A partir do diagnóstico das emissões brasileiras de gases de efeito estufa, o PNMC apresentava um conjunto pequeno e coeso de objetivos estratégicos e metas para mitigação das mudanças climáticas e uma estrutura de medidas e estudos a serem implementados que permitisse a compreensão dos impactos dessas mudanças no Brasil e a preparação de estratégias de adaptação.
Os objetivos para mitigação das emissões eram bastante claros e, muitas vezes, com metas claras como, por exemplo: (i) Fomentar aumentos de eficiência energética com a meta de reduzir 10% o consumo de energia projetado para 2030; (ii) Zerar a perda líquida de cobertura florestal em 2015;
(iii) manter a elevada participação de energia renovável na matriz energética que era de 45,8% em 2008; (iii) reduzir as perdas não técnicas de energia de 22 mil GWh/ano para 1 mil GWh/ano em 10 anos (2008-2017); (iv) aumentar o plantio anual de floresta para 1 milhão de hectares até 2011; e
(v) fomentar o aumento sustentável da participação dos biocombustíveis na matriz de transportes nacional; entre outras.
Entre 2009 e 2013, após a aprovação da Lei da Política Nacional de Mudanças Climáticas e o seu decreto regulamentador, a publicação do 2º Inventário Nacional sobre Mudanças Climáticas - e, posteriormente, a elaboração dos Planos Setoriais de Mitigação e Adaptação às Mudanças Climáticas -, foi decidido pela Comissão Interministerial sobre Mudanças do Clima que o Plano Nacional sobre Mudanças do Clima deveria ser revisado para refletir os avanços dos anos anteriores.
Em 2012, foi dado início ao processo de revisão que acabou sendo rebatizado de atualização do Plano Nacional sobre Mudanças do Clima.
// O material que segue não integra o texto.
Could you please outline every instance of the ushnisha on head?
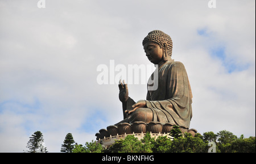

Alguns estudos preliminares foram contratados e diálogos setoriais realizados antes de se elaborar a versão preliminar da atualização do plano que entrou em consulta pública na última semana de setembro.
Apesar do esforço de consolidação do documento, o resultado é decepcionante. Ele apresenta atualização das informações de contexto, mas sem qualquer análise ou visão estratégica do significado do novo contexto e suas implicações para as ações de mitigação e adaptação para mudanças climáticas. Por exemplo, apresenta informações do 2º inventário nacional e das estimativas de emissões até 2010, mas não analisa a profunda mudança do padrão de emissões brasileiras desde a publicação do PNMC em 2008 (o desmatamento representava 2/3 das emissões e, agora, representa menos de ¼; ou o fato de as emissões de todos os demais setores (agricultura, energia, processos industriais e resíduos) crescerem de forma mais acelerada que a média mundial, ainda que tenhamos tido expressiva queda das emissões por conta da diminuição do desmatamento.
Embora mencione e descreva a existência da Rede Clima e do Plano Brasileiro de Mudanças Climáticas (PBMC), o Plano não faz menção a qualquer dado, resultado ou recomendação do 1º Relatório de Avaliação Nacional sobre Mudanças Climáticas Globais (RAN1), lançado no início de setembro (leia O que diz o 1º Relatório do PBMC). 
Ao PNMC foram incorporados os Planos Setoriais de Mitigação e Adaptação, mas sem que houvesse qualquer amarração transversal entre eles. Cada um segue lógicas e métricas diferentes e têm, principalmente, níveis de ambição muito discrepantes. Parece mais uma coletânea de Planos do que um Plano Nacional coeso e coerente.
As metas do PNMC foram alteradas e, na maioria dos casos, suavizadas ou reduzidas em ambição e, até mesmo, transformadas em objetivos genéricos (sem data ou parâmetro a ser alcançado). Por exemplo, a meta de “zerar a perda liquida da cobertura florestal até 2015” perdeu a data e, com isso, qualquer sentido de tempo e possibilidade de checagem de cumprimento.
Estas alterações não vieram acompanhadas de qualquer análise de desempenho desde a publicação do plano, em 2008, ou justificativas de qualquer natureza.
O texto é muito longo e descritivo. Perde objetividade e carece de tabelas e gráficos que o tornem mais acessível, prático e funcional.
Embora seja louvável o esforço de produzir uma versão atualizada do Plano Nacional sobre Mudanças do Clima, é fundamental que o documento sofra uma profunda revisão para que seja realmente um documento estratatégico, orientador de políticas públicas e balizador de ações e investimentos do setor publico e privado para que o Brasil cumpra com seu papel na mitigação e adaptação às mudanças climáticas.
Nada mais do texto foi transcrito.